Tidbits from History ...
The Kennel Gazette (U.K.)
Mastiffs are never as numerous at Birmingham as at the Kennel Club Show, and they were
hardly as strong this year as usual. There should be a dog and bitch champion class in
Mastiffs, as in this breed, perhaps more than any other, a bitch has a very poor chance
against a dog. It was a match between the sexes this year, Miss Hesketh's Raunee alone
opposing Mr. Mark Beaufoy's Beau -- and of course the latter won. Taurus being in the
catalogue but he was not shown. The open dog class we thought was poor taking it right
through, and Miss Hesketh's Nero, who has much improved since last year, had a very easy
win. The second dog, Mr. Mark Beaufoy's Caesar, we thought got more than his deserts, as
he is very odd coloured -- a mix between a brindle and a fawn -- and he is fully small.
Mr. Taunton's Cardinal looked thin, but he might have been second, Vulcan was V.H.C.,
but the other very highly commended one, Mr. J. A. Bindley's Ameer, we thought rather
small though he has the making of a fairish dog. The class altogether on paper looked
stronger than it was in reality, for both Salisbury and British King were entered but
they were not in the show. The bitches we thought better than the dogs. The first, Mr.

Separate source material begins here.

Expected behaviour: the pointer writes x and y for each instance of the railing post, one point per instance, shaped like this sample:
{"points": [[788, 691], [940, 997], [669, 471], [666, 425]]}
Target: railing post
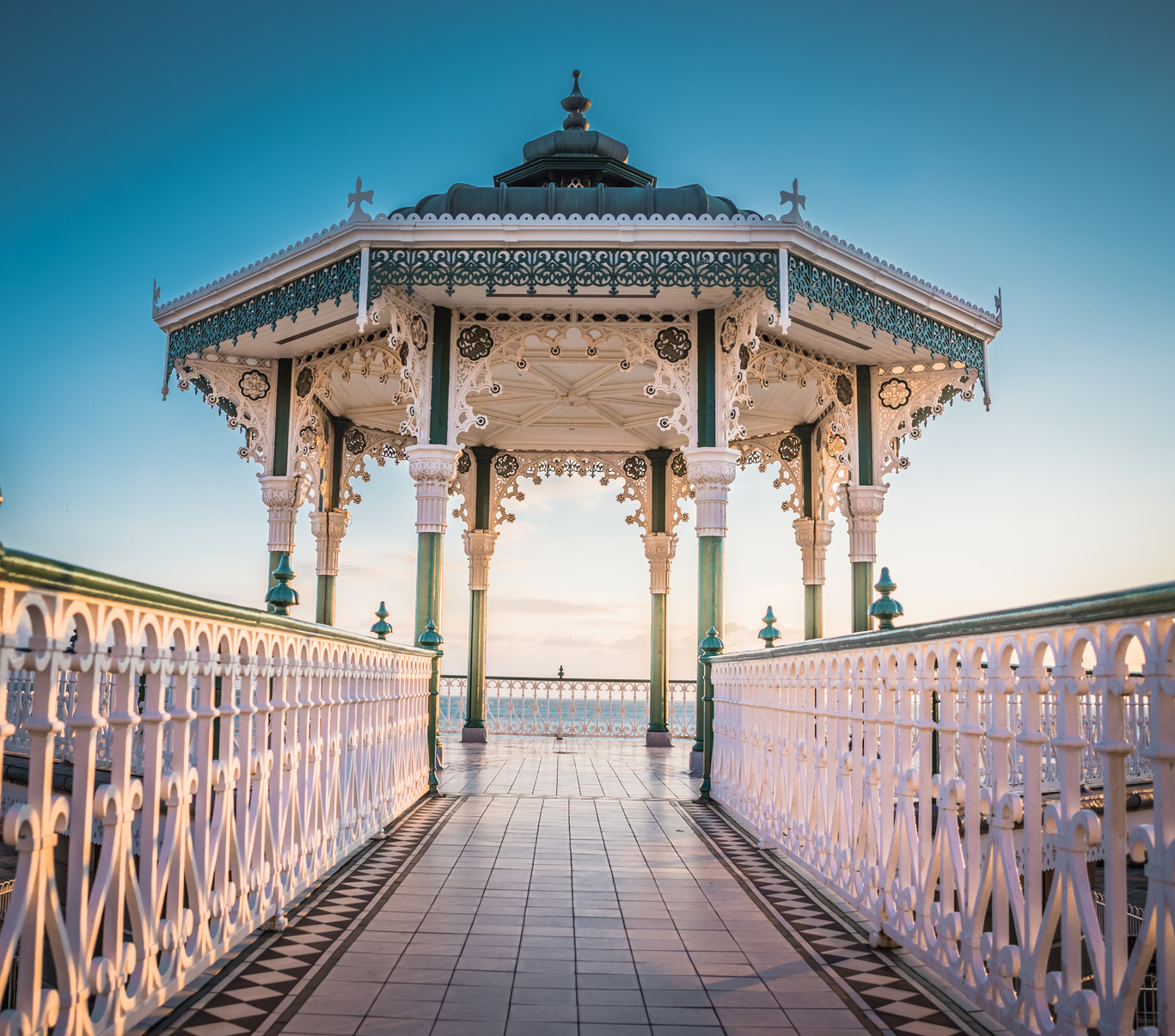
{"points": [[431, 640], [710, 646]]}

John Hay's Juno, is a good bitch all through, and Miss Hesketh's Maggie who seems to be
unfortunate in getting second, as she gained that honour in 1878 and 1879, is a remarkably
good bitch, and was cheap at the catalogue price of fifteen pounds and the second choice
of a puppy. The third, Mr. W. Aston's Judy, is somewhat narrow; and Border Queen, a nice
bodied bitch is a bit narrow in the head.
(This bit of Mastiff history was provided by our friends "down-under" which they were
able to dig up from the archives of their library. Hope you enjoy this and others).